Posted: Fri Mar 16, 2007 8:11 am
by Hennie Marais
The Calibrator wrote:Hennie that was not aimed at you at all.
.
Oh ok, sorry if I took it up the wrong way.
Posted: Fri Mar 16, 2007 8:41 am
by Draco
Forgetting the figures on the sheet, how does the curves on the grafs look, to me it seems quite smooth whitch I think is good then or am I wrong.
Posted: Fri Mar 16, 2007 9:21 am
by widowmaker
has everybody here still got the standard final drive ratios?
to me it would be more important to get to say 180 quickquick than to be able to say that I have done 240 once or twice (or maybe 6 times, or 9 )
disclaimer : of course these runs were conducted by a professional under controlled circumstances on a prepared high speed oval race track
of course!

Posted: Fri Mar 16, 2007 9:26 am
by Draco
It just hit me, I am now heavy dissapointed, I will never know what figure my car does, nor will anyone else, claiming your car does 200kw meens f*ckall because you can not compare dynos, you can't compare figures, your car can do 120kw here, 200 there 150 somewhere else.....who's dyno is right or is there no such thing as an accurate dyno...it seems not.
It seems a dyno is only good enough to show if you improved on a dyno from your 1st run to the last tuned run.
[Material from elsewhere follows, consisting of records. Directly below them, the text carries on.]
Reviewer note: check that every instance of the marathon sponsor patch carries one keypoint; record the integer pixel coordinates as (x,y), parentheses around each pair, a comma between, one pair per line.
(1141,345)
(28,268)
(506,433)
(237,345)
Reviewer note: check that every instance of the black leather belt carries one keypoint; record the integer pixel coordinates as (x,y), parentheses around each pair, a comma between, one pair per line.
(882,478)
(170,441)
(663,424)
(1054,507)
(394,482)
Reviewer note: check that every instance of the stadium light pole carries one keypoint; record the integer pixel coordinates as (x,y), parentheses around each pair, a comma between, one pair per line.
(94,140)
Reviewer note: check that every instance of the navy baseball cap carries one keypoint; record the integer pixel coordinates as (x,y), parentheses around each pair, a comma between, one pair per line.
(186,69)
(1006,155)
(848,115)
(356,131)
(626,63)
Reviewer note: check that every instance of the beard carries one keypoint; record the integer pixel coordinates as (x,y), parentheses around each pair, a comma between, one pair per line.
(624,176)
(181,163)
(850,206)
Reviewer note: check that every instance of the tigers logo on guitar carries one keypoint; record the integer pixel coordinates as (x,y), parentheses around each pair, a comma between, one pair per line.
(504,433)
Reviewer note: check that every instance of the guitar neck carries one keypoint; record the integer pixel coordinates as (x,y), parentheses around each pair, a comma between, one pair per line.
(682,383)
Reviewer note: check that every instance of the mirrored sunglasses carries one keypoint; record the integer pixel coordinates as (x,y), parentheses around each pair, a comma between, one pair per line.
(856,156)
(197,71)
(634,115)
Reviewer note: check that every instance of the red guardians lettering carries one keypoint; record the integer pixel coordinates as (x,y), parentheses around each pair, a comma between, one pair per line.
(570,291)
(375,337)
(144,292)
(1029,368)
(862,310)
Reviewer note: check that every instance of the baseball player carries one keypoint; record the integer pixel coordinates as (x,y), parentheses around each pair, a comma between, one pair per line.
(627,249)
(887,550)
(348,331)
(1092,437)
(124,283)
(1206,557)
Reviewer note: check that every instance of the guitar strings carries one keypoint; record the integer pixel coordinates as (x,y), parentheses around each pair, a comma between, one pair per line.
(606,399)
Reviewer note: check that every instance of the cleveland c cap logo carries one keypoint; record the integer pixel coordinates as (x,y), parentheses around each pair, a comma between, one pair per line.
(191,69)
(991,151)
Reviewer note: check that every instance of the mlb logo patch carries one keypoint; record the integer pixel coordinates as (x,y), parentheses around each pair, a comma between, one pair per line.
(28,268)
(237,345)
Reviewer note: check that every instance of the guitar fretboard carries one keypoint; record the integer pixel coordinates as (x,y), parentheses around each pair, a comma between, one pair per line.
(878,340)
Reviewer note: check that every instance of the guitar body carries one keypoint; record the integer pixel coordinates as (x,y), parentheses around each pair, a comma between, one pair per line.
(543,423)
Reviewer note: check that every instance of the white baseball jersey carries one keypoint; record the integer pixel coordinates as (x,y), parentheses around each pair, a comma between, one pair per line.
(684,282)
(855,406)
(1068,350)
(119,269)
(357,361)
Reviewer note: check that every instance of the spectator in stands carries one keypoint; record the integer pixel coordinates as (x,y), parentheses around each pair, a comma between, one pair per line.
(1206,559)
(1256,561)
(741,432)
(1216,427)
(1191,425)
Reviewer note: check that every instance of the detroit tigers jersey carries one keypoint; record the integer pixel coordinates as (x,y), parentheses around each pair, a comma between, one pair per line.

Great I improved with 20kw....from where...from 80...100....so how strong is your car...um 20kw stronger than before.....suck a figure out of your ass and ad 20 to it!
Take the engine out and measure it on the fly wheel.....here 20 there 40...
Aint life f*cken great!
Posted: Fri Mar 16, 2007 9:43 am
by widowmaker
thats why the guys that give you the 200KW printouts make the most money
but still, even if they charge you R200 extra it is the cheapest mod you can make!
Posted: Fri Mar 16, 2007 10:26 am
by Draco
A question Duane, Hennie and whoever can answer it, seeing as a dyno is basically useless exept showing gains, can a car with a unichip be set while driving on the road?
I am thinking.....if the car can be mapped properly on the road with real driving coditions...who cares about the figures of a dyno, you know your car is tuned optimumly for road use and it is as strong as it can be with your current mods.
On a dyno normally you can not set accurate boost as far as I understand because you are not using optimum wind/atmosphere....conditions as on the road, so if I can get lets say only 0.8 boost on the dyno maybe you can boost 1bar on the road....hence hopefully optimum use/settings.
I would then rather take to the road and get optimum mapping on the road than on a dyno.
Posted: Fri Mar 16, 2007 1:52 pm
by Vlade
Draco wrote:I am thinking.....if the car can be mapped properly on the road with real driving coditions...who cares about the figures of a dyno, you know your car is tuned optimumly for road use and it is as strong as it can be with your current mods.
Look tuning it only on a dyno isn't a good idea - and vice versa. My opinion it should be a combination of the both, I think a dyno should only be used as an aid.
My buddy Slade (Martin) tuned his golf running a Dictator on the road only, it ran very very good, when it eventually got to a dyno they (Rightway Developments) could only smooth the map other than that they couldn't improve. But that is was with a Dictator and it ran TPS only, and given it took months, every day represented different conditions and instances he fine tuned and improved.